L’autore di questo bellissimo libro che vuol essere umano di fronte a tutta l’umanità, che affronta l’opinione del suo popolo per un senso di giustizia, doveva conoscere questi eccessi, e se non ha in fondo all’anima un resto di quella barbarie che si è risollevata d’un tratto in tutti gli uomini della sua razza, deve aver capito che più dell’inganno, più del tradimento imbastito dai governanti, più di ogni fatto apparente, la ragione prima della guerra voluta dai tedeschi è derivata da quella forza latente della natura loro, da quel profondo atavico lavorio che è come un fuoco roditore coperto dalla cenere, e questa cenere rimestata dalle ambizioni folli di un uomo che si è sognato di rassomigliare a una deità conquistatrice, ha lasciato divampare la primitiva fiamma. E questa fiamma ha distrutta la civiltà tedesca. Nei cicli delle invasioni barbariche si parlerà anche della guerra del 1915.

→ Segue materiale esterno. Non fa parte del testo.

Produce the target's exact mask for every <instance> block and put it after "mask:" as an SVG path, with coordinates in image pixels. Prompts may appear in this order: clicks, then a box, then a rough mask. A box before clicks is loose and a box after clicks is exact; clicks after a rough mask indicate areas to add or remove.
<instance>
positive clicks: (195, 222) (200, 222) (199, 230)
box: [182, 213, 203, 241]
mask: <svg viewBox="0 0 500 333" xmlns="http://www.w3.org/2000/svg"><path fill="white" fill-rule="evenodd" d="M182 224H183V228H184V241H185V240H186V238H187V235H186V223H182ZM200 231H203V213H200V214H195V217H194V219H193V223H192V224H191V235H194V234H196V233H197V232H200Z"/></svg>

L’autore ignoto di questo libro di pietà, sa tutte queste cose, conosce la miseria reale del popolo germanico, il sistema di colonizzare le terre d’altri sol per prepararvi l’invasione, e sa anche che il sistema è fallito sempre e fallirà oggi pure, ma dice con un dolore che potrebbe sembrare anche ingenuo: «Ma il popolo, speriamolo, sarà unito, quando verrà il giorno del grande regolamento dei conti, il giorno del giudizio finale, quando ogni colpa sarà svelata e ogni delitto avrà il suo castigo…» e dice che il popolo vuole la pace, la pace, la pace…
Ahimè! non credo a questo bello slancio del popolo tedesco. Il popolo chiederà pace quando avrà molta fame e troppi uomini morti, ma per ritrovar le forze, per ricominciare un altro ciclo di invasioni. La pace, sì, la pace sana, che sia vera pace, ma che venga dall’esempio duro come la scorza del popolo tedesco, la pace che venga dalla forza esultante del popolo latino, il quale dovrà allora assicurare il benessere dei popoli tutti.
La verità che egli, l’ignoto autore del libro, vede, si persuada, l’ha veduta con gli occhi dei popoli latini; il suo popolo non la vede così.
Noi, sì, saremmo capaci di dimenticare i poveri arsi tra le fiamme accese dai barbari, i nostri figli straziati dalle loro armi avvelenate, le terre di Francia e del Belgio, e della Serbia arse dalla furia di una guerra che non trova riscontro per crudeltà di procedimenti; ma loro, no; loro, quando la birra ricomincerà a scorrere, ricominceranno a sognare conquiste, mentre canteranno ubriachi l’inno del lavoro.
Pace, sì, ma pace imposta, ma pace gloriosa che a noi dia pace vera, a loro un po’di educazione morale e la paura di rimanere ancora senza birra.